Seu texto, apesar de estar pouco presente, devido sua liberdade de improvisação, consegue discutir muitos pontos sociais em meio a psicose. Em diálogos curtos e pouco desenvolvidos, há discussões sobre aborto, drogas, violência, sexo, arte e relacionamentos sociais. Por mais que pareça gratuito essas frases soltas, Noé consegue construir um verdadeiro espelho da sua visão sobre as pessoas.

Chocar não faz só parte da sua filmografia, como também é a forma de enxergarmos o que o argentino pensa sobre as pessoas e suas relações, o que resulta em algo provocante e incômodo, causando sensações constantes de peso nos ombros e embrulhos estomacais.

Muito se deve também pela liberdade dos dançarinos em tela.
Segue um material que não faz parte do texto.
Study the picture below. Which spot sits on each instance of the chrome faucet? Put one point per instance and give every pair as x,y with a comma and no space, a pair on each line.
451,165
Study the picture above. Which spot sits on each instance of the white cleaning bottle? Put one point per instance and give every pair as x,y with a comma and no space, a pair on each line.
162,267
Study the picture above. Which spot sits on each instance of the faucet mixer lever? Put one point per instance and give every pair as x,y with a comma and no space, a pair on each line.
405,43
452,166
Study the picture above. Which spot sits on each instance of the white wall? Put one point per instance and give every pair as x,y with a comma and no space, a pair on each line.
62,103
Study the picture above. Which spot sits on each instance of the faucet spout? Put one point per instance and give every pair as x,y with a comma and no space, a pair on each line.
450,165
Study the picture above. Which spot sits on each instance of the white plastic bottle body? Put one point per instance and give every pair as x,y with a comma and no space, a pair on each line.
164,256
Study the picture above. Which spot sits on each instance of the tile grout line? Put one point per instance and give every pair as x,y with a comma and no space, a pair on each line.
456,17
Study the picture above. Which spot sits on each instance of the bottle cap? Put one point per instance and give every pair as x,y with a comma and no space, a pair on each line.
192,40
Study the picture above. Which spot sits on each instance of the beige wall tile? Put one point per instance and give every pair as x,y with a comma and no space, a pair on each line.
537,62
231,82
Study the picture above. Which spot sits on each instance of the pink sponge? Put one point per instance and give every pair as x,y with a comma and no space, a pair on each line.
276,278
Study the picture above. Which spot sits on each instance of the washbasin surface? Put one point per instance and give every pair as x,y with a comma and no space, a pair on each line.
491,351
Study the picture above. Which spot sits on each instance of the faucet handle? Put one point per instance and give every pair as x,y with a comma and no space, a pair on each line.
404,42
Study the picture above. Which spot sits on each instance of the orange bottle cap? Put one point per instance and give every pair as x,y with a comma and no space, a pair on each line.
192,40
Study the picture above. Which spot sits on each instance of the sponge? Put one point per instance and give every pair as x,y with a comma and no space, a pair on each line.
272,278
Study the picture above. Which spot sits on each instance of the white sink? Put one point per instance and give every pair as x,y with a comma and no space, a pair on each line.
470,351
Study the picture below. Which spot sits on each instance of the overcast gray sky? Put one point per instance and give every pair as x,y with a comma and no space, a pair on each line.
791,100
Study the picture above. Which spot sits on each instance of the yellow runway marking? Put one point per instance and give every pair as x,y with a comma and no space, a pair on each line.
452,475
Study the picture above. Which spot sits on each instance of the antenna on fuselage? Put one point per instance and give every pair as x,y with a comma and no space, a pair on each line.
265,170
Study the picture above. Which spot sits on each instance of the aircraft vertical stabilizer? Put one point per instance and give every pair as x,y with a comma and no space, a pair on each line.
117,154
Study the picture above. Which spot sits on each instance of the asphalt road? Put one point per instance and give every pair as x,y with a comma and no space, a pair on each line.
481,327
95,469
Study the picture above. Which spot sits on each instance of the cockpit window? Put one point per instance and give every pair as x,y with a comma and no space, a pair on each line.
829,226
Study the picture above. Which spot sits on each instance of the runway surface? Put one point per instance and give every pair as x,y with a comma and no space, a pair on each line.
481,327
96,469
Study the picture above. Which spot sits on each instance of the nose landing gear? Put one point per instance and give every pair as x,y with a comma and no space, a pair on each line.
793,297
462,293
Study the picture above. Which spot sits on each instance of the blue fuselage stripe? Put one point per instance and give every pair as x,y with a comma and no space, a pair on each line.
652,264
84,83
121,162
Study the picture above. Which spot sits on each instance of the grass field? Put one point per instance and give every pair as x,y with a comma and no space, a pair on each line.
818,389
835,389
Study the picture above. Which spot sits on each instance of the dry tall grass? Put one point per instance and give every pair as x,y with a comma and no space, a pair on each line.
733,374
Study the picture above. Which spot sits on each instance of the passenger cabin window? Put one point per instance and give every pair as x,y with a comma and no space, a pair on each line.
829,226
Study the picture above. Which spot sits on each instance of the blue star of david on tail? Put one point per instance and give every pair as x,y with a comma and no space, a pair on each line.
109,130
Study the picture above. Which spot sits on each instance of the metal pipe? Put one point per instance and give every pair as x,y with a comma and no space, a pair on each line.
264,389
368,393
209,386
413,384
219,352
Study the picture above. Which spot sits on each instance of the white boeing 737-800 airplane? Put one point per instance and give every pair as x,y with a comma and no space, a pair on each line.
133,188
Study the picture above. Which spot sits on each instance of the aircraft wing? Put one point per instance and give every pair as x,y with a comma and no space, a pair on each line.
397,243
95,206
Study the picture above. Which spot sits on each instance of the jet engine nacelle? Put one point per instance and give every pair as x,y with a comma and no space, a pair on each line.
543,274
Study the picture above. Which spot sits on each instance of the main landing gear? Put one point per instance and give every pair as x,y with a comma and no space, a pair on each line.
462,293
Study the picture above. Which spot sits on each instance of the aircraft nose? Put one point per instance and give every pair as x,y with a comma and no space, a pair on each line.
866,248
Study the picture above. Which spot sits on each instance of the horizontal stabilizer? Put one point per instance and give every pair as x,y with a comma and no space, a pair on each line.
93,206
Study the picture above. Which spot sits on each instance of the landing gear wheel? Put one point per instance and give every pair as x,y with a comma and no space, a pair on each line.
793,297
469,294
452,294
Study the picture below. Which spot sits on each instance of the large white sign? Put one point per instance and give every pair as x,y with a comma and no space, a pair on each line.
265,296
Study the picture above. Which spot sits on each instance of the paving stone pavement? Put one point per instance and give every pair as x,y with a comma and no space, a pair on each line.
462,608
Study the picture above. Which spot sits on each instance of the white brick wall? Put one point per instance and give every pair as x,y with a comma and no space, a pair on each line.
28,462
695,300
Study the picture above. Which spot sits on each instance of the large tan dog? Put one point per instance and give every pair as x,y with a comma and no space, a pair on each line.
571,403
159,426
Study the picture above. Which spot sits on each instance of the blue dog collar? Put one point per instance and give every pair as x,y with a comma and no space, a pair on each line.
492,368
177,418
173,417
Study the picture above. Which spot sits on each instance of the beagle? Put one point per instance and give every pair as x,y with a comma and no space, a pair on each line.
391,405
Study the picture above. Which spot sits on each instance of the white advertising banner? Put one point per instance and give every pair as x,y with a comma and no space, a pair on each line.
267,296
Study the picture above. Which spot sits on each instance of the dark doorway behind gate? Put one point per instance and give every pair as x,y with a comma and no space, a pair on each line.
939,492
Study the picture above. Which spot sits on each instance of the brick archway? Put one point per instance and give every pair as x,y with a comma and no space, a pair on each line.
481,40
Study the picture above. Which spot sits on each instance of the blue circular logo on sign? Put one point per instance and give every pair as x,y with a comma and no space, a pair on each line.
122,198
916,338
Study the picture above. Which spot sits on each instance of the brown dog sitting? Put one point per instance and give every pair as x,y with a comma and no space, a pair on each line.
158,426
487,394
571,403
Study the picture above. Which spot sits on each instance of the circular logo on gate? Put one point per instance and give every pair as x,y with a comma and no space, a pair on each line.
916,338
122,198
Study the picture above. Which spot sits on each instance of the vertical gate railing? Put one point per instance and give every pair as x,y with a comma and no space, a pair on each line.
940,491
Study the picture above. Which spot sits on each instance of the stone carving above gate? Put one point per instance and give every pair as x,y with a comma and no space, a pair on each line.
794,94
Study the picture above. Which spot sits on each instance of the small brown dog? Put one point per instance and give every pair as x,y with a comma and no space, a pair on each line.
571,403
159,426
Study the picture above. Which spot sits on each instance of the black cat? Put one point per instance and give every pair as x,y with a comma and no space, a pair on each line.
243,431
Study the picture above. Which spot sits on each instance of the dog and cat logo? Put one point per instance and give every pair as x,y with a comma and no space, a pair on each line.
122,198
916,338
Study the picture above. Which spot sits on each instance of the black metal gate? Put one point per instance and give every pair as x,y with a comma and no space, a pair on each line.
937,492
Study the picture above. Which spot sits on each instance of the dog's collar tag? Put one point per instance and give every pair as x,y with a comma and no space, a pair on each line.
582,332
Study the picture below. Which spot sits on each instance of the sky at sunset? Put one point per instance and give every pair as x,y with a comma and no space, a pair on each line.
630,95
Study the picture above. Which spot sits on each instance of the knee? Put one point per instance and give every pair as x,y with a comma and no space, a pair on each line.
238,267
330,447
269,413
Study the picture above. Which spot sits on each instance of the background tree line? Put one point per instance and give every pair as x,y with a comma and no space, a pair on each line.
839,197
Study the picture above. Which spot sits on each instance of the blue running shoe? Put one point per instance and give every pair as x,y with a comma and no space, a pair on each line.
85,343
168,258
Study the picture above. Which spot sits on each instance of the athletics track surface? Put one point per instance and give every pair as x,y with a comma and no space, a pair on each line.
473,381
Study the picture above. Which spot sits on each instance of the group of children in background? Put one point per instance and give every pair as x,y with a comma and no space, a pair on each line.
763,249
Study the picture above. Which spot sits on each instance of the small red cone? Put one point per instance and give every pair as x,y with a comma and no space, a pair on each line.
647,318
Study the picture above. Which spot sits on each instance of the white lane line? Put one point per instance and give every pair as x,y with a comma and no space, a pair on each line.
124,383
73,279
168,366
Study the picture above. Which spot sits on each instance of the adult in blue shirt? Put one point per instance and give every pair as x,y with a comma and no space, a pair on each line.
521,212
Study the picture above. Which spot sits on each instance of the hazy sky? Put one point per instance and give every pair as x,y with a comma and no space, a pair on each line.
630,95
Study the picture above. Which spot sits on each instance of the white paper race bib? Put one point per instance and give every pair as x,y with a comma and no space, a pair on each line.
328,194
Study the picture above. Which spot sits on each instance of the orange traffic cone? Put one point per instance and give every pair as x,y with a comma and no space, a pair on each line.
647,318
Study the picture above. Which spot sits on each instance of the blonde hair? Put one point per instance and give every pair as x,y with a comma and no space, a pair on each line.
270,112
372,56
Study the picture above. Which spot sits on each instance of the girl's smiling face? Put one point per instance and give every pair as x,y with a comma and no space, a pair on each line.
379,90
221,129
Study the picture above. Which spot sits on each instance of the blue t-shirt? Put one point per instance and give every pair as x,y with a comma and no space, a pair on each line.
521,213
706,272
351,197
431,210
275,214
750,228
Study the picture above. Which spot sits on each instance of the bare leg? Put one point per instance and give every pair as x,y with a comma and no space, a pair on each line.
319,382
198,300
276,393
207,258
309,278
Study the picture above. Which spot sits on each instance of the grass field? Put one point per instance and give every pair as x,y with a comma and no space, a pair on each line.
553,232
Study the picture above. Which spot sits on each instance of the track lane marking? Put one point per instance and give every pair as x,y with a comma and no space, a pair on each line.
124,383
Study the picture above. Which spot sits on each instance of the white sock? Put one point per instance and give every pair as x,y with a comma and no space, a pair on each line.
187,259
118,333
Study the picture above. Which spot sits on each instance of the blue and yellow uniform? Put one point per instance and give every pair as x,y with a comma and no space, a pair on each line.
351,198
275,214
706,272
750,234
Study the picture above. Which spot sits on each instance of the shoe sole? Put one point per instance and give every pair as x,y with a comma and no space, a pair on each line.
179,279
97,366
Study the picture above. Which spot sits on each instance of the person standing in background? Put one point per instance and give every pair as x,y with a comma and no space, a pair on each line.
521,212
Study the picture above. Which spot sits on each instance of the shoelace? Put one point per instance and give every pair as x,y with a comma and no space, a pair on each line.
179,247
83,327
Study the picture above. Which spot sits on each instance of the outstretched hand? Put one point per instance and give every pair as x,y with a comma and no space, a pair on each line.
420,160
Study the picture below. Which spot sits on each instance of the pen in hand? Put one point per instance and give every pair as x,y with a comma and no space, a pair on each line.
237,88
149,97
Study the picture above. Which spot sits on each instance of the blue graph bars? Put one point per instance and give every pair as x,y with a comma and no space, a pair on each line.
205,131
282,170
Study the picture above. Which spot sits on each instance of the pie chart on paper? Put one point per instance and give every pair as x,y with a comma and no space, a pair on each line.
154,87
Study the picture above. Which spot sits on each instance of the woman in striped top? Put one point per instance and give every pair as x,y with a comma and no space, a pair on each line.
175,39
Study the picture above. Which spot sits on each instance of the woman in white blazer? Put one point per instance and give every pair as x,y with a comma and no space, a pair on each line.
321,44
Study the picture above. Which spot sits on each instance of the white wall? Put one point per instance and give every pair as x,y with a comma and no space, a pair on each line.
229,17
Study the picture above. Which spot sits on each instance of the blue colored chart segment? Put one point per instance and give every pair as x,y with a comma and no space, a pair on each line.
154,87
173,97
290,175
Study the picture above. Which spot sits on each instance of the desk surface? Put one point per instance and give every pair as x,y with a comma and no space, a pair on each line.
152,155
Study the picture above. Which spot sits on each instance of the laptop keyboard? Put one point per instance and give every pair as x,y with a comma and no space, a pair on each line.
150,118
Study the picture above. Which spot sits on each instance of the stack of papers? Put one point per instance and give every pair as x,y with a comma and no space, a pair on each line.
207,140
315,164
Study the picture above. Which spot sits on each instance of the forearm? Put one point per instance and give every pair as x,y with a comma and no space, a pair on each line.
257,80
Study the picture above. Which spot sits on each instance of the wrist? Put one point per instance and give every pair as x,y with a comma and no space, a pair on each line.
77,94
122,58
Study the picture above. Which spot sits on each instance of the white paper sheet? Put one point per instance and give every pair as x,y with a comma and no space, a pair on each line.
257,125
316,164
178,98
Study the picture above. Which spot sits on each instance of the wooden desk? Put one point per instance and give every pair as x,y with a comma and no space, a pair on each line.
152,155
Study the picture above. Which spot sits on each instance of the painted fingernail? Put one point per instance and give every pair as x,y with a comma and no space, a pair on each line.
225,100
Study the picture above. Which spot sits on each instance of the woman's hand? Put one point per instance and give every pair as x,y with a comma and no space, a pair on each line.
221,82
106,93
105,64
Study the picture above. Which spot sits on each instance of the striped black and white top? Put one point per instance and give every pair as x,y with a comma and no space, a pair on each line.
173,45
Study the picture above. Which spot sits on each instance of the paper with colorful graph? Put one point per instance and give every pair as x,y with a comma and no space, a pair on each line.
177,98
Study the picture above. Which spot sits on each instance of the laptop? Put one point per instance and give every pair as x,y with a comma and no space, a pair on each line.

Noé foi inteligente em trabalhar toda a loucura coletiva através dos movimentos corporais de todos os bailarinos. Com isso, Clímax entrega uma atuação corporal muito provocadora e potente, na qual é ao mesmo tempo doentia e artística. Sofia Boutella, entre todos, é o rosto mais conhecido do grupo e depois de obras mais comerciais como Kingsman – Serviço Secreto (2014) e Hotel Artemis (2018), ela mostra um potencial artístico único. Sua liberdade corporal faz da argelina/francesa um grande destaque diante todo o problemático cenário do argentino.

Mesmo violentamente gratuito e visualmente incomodador, Noé traz discussões interessantes sobre a psique humana e seu relacionamento coletivo, trazendo visões de Paraíso e Inferno, e tudo isso com uma direção técnica impressionante. Clímax, então, provoca sensações não experimentadas desde Irreversível, o que, apesar da potente direção, não traz muita coisa além de um cenário distópico e provocante, fácil de provocar náuseas e enjoos.